The human genome—the sum total of hereditary information in a person—contains a lot more than the protein-coding genes teenagers learn about in school, a massive international project has found. When researchers decided to sequence the human genome in the late 1990s, they were focused on finding those traditional genes so as to identify all the proteins necessary for life. Each gene was thought to be a discrete piece of DNA; the order of its DNA bases—the well-known "letter" molecules that are the building blocks of DNA—were thought to code for a particular protein. But scientists deciphering the human genome found, to their surprise, that these protein-coding genes took up less than 3% of the genome. In between were billions of other bases that seemed to have no purpose.
Now a U.S.-funded project, called the Encyclopedia of DNA Elements (ENCODE), has found that many of these bases do, nevertheless, play a role in human biology: They help determine when a gene is turned on or off, for example. This regulation is what makes one cell a kidney cell, for instance, and another a brain cell. "There's a lot more to the genome than genes," says Mark Gerstein, a bioinformatician at Yale University.
The insights from this project are helping researchers understand the links between genetics and disease. "We are informing disease studies in a way that would be very hard to do otherwise," says Ewan Birney, a bioinformatician at the European Bioinformatics Institute in Hinxton, U.K., who led the ENCODE analysis.
As part of ENCODE, 32 institutions did computer analyses, biochemical tests, and sequencing studies on 147 cell types—six fairly extensively—to find out what each of the genome's 3 billion bases does. About 80% of the genome is biochemically active, ENCODE's 442 researchers report today in Nature. Some of these DNA bases serve as landing spots for proteins that influence gene activity.

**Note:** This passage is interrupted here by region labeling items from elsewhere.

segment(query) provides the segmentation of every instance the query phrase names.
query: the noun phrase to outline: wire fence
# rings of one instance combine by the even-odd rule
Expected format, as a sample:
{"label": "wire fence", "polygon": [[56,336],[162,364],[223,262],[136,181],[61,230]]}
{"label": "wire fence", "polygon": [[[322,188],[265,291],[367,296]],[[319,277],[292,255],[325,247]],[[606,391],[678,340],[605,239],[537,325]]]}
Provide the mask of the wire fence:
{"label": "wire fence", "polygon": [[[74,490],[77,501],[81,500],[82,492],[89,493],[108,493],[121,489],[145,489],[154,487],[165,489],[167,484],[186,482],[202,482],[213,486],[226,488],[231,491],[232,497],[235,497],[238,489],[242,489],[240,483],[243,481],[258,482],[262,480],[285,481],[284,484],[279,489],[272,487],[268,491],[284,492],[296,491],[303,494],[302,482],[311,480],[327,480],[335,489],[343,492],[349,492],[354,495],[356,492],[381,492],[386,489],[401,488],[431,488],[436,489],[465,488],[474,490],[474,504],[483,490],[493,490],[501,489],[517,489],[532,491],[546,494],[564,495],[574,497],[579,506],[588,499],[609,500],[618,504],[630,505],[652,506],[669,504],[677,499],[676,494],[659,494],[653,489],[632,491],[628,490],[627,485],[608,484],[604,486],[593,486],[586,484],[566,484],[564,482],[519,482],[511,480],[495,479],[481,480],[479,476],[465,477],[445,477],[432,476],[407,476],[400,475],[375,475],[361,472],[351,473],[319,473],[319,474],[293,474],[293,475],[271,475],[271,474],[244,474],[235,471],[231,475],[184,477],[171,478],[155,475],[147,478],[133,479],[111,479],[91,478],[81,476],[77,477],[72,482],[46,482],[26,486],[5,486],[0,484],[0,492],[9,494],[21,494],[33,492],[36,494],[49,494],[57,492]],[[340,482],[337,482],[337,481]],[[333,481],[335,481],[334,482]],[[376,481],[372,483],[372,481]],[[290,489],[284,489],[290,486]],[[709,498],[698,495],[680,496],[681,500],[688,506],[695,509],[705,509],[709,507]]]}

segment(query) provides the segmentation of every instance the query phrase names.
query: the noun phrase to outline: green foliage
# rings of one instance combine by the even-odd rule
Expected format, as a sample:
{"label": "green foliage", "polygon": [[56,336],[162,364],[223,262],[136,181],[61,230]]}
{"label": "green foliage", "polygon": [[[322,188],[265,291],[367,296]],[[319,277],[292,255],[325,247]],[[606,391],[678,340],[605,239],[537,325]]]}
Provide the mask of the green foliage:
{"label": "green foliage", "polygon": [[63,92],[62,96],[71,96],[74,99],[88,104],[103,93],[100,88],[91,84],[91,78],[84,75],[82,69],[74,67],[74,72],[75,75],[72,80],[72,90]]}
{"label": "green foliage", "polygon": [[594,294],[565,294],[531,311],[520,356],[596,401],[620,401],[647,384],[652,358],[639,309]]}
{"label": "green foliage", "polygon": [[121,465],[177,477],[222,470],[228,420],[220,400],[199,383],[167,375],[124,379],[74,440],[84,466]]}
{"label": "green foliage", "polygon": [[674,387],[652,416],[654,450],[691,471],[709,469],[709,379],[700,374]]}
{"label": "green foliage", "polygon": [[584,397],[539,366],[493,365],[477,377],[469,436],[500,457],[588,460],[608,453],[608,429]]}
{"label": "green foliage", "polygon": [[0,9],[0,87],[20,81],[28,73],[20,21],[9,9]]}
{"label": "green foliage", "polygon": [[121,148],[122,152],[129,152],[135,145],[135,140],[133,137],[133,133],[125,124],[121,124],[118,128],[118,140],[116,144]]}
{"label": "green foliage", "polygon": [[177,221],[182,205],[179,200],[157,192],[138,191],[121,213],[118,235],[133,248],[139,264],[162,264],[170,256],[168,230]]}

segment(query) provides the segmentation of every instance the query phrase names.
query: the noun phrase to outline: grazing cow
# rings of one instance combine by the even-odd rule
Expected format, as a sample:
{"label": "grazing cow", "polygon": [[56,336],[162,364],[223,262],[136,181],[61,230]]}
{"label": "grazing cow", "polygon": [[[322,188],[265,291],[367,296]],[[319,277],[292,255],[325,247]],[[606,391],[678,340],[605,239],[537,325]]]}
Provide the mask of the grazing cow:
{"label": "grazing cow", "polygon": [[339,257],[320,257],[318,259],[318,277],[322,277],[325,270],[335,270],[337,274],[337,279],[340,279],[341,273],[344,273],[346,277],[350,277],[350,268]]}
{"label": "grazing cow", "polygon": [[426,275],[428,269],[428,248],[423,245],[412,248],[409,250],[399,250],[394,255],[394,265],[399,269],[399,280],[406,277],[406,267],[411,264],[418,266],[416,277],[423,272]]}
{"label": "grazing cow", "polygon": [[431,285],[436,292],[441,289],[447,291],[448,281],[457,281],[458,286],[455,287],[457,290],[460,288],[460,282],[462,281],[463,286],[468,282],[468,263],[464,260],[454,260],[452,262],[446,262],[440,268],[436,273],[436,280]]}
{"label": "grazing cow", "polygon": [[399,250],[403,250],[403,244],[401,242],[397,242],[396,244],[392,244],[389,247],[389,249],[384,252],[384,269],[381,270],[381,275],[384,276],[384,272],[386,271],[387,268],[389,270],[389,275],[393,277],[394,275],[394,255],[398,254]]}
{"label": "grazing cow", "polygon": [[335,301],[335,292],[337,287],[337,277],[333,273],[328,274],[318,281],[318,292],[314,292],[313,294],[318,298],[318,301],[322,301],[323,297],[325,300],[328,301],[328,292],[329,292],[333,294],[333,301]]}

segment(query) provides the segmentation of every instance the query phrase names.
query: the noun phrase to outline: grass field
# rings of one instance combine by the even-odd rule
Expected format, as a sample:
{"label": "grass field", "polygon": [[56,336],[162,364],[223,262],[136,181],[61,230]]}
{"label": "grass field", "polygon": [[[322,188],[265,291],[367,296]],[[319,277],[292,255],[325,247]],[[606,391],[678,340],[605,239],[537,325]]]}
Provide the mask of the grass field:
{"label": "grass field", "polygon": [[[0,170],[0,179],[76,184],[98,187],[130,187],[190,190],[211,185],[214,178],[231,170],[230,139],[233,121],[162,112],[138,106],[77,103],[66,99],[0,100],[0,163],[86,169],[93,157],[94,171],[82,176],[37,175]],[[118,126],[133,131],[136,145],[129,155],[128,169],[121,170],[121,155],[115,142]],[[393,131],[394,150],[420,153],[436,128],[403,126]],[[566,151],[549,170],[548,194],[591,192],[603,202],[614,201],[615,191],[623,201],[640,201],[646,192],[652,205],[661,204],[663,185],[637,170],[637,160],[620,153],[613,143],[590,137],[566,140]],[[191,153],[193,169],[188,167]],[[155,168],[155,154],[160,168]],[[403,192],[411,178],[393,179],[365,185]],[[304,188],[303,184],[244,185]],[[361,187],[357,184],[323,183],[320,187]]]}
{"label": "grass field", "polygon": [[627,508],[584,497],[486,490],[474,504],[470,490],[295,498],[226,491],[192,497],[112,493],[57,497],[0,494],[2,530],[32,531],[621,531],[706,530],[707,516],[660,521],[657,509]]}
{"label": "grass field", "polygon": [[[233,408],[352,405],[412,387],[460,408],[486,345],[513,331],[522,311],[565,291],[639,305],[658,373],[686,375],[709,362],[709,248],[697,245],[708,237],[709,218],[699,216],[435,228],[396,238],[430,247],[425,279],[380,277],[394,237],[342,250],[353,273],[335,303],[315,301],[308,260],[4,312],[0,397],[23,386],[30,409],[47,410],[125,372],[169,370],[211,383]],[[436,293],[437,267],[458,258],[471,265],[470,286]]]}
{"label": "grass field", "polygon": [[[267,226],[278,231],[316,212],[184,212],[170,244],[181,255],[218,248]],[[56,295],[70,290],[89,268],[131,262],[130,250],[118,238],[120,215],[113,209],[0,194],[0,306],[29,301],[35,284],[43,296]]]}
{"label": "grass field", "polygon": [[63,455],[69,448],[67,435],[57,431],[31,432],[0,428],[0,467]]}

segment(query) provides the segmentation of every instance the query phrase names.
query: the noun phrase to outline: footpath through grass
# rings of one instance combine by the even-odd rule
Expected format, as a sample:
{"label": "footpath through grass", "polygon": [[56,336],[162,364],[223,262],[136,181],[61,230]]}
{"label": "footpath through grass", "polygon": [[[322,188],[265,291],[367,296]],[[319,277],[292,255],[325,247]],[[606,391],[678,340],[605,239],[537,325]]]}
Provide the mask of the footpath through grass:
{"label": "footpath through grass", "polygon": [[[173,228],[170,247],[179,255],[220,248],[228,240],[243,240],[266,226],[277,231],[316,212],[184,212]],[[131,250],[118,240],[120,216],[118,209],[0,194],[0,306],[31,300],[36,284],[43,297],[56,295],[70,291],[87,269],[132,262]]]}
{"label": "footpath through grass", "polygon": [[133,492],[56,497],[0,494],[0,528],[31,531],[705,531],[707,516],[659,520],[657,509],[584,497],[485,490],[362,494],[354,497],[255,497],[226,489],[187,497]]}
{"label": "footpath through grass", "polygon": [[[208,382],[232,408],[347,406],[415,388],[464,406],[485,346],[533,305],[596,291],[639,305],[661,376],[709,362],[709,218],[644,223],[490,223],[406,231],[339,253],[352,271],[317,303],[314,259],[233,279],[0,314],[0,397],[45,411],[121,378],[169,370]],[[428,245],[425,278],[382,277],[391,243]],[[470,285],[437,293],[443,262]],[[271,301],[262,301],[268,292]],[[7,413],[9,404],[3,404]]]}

Others are converted into strands of RNA that perform functions themselves, such as gene regulation. (RNA is typically thought of as the intermediary messenger molecule that helps make proteins, but ENCODE showed that much of RNA is an end product and is not used to make proteins.) And many bases are simply places where chemical modifications serve to silence stretches of our chromosomes.
Credit: ENCODE project
ENCODE's results are changing how scientists think about genes. It found about 76% of the genome's DNA is transcribed into RNA of one sort or another, way more than researchers had originally expected. That DNA includes slightly less than 21,000 protein-coding genes (some researchers once estimated we had more than 100,000 such genes); "genes" for 8800 small RNA molecules and 9600 long noncoding RNA molecules, each of which is at least 200 bases long; and 11,224 stretches of DNA that are classified as pseudogenes, "dead" genes now known to really be active in some cell types or individuals. In addition, efforts to define the beginning end, and coding regions of these genes revealed that genes can overlap and have multiple beginnings and ends.
The project uncovered 4 million spots in our DNA that act as switches controlling gene activity. Those switches can be both near and far from the gene they regulate and act in different combinations in different cell types to give each cell type a unique genomic identity. In addition, at least some of the RNA strands produced by the genome also help to control how much protein results from a particular gene's activity. Thus, the regulation of a gene is proving much more complex than expected.
These and other findings appear today in six papers in Nature, and 24 in Genome Research and Genome Biology. Two additional papers are published today on Science online. In a database, ENCODE has created a map showing the roles of all the different bases. "It's like Google Maps for the human genome," says Elise Feingold, a program director for the National Human Genome Research Institute in Bethesda, Maryland, which funded ENCODE. With Google Maps one can choose various views to see different aspects of the landscape. Likewise, in the ENCODE map, one can zoom in from the chromosome level to the individual bases and switch from looking at whether those bases yield RNA or are places where DNA-regulatory proteins bind, for example.
This catalog "will change the way people think about and actually use the human genome, says John A. Stamatoyannopoulos, an ENCODE researcher at the University of Washington, Seattle.
Already he and others are harnessing this information—much of which is already publicly available—to learn about genetic influences on disease. Many large-scale studies have linked specific base changes to higher or lower risks for disorders ranging from diabetes to arthritis. Now researchers can look to see whether those variants are involved in regulation of some sort and if so, what genes are being regulated. For his study of cancer and epigenetics, "ENCODE data were fundamental," says Mathieu Lupien, a molecular biologist from the University of Toronto in Canada who was not associated with ENCODE.